Punk-styled performance poet and dulcimer-playing songstress are just a few ways of describing Aspel Orchid – with a self-made debut album Voltarine Dreams and EP From Beneath The Snow out now, the panel stepped in to take a look…


Scott Edgar: If you’re looking for something a little bit different then Aspel Orchid could well be the girl for you. Decked out with elaborate eye make-up and punk rock hair you perhaps would be forgiven for expecting a little bit of shouty angst but when the music kicks in it’s soft, tender, heartfelt and intensely poetic. Aspel Orchid is a poet through and through with lyrics conjuring up fantastical, almost gothic imagery. The arrangement of some of the songs perhaps lets them down slightly. With a little more instrumentation and production, these songs could swoop and soar through your unconscious but with just simple strings and sparse handclaps on Baby Birds there’s a bit more work needed to make them as memorable as they really should be.
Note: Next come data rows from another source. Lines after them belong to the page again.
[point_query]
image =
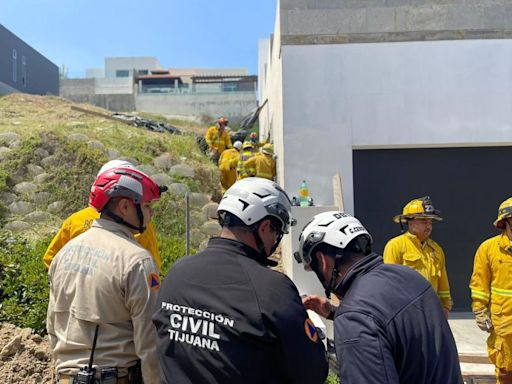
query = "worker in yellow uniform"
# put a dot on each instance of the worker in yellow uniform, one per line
(417, 250)
(263, 164)
(218, 139)
(248, 151)
(227, 165)
(82, 220)
(491, 293)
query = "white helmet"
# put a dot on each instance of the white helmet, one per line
(334, 228)
(114, 164)
(253, 198)
(238, 145)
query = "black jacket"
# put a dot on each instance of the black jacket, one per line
(391, 328)
(225, 317)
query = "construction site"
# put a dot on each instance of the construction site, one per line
(363, 106)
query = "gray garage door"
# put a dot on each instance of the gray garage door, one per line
(466, 184)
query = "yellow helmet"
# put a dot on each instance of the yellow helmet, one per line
(268, 149)
(504, 212)
(421, 207)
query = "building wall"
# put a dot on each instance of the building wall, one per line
(345, 21)
(235, 104)
(389, 95)
(34, 73)
(109, 86)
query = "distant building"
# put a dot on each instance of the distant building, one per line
(23, 69)
(141, 84)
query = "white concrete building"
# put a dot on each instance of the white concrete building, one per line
(403, 99)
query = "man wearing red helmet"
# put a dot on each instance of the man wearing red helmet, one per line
(104, 281)
(80, 221)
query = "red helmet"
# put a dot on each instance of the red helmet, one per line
(123, 182)
(223, 120)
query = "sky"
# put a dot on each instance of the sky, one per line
(79, 34)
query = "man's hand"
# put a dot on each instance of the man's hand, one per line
(483, 320)
(320, 305)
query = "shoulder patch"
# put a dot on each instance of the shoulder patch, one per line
(310, 329)
(154, 281)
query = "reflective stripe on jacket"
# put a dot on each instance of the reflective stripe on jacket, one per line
(427, 259)
(81, 221)
(261, 165)
(491, 282)
(217, 141)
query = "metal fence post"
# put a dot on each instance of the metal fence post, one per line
(187, 223)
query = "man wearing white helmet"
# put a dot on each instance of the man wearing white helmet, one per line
(82, 220)
(224, 316)
(390, 326)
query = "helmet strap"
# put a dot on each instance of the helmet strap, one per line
(332, 282)
(259, 243)
(140, 215)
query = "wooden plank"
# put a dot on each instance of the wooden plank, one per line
(474, 358)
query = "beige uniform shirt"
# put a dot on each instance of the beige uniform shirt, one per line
(103, 277)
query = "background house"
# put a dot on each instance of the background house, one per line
(23, 69)
(404, 99)
(141, 84)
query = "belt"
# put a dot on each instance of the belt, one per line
(68, 379)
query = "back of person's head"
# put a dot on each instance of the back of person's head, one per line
(117, 163)
(130, 183)
(336, 234)
(253, 199)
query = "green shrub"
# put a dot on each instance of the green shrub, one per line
(23, 282)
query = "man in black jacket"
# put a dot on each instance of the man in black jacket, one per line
(390, 327)
(224, 316)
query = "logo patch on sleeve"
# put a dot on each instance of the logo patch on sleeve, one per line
(310, 329)
(154, 281)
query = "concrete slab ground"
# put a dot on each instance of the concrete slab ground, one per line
(470, 341)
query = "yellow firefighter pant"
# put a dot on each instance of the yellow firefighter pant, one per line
(500, 353)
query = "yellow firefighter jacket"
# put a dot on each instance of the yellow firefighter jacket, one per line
(81, 221)
(491, 282)
(427, 259)
(227, 165)
(216, 140)
(245, 155)
(261, 165)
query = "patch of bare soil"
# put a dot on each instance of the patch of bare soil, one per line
(25, 357)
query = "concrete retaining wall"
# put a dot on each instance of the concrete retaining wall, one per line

Nicole Ocran: Aspel Orchid immediately reminds me of Weetzie Bat from the Francesca Lia Block novels…if Weetzie Bat were a musician. This singer-songwriter from Brighton is in-your-face without being overwhelming, and with an earnest sound. Her voice is dynamic – dancing between rough and otherworldly, complementing the mood of her music. Baby Birds/Falling… is the perfect example of the poetry performed alongside her music—strong and pleasantly theatrical, throwing you straight into her world of “intimate relationships, loss and owls eating each other.” Throw in some handclaps and you’re golden. Plus, anyone who plays a dulcimer is awesome in my book.


Tom White: A singer-songwriter whose beautiful voice wraps itself around arresting and uncompromising lyrical subject matter, Aspel Orchid carries strong echoes of Polly Scattergood in her often uncomfortable acoustic songs. “I would have danced on your grave if you’d let me” makes for an eye-catching opening line to her MySpace profile and captures the attention again at the beginning of Dancing Shoes, the opening track from her EP. The song scarcely eases off in its visceral approach with a further pledge that “I would have showered my blood over your crumbling bones and papery skin” before it is bookended neatly with the conclusion “A procession is passing by/ I’m at the front with my dancing shoes on, ready to say goodbye”. A hybrid of Baby Birds and Falling – also successive songs on her debut album – is simply stunning, handclaps, dulcimer and vocals layered through a loop pedal to tell a heart-rending tale. Size Nine Nazi Boots taken from the album, occupies a similar acoustic punk territory to Frank Turner, while YouTube also offers up the wonderful The Wolfish And The Narwhal and a bewildering performance piece entitled Why? which displays her anarchic side.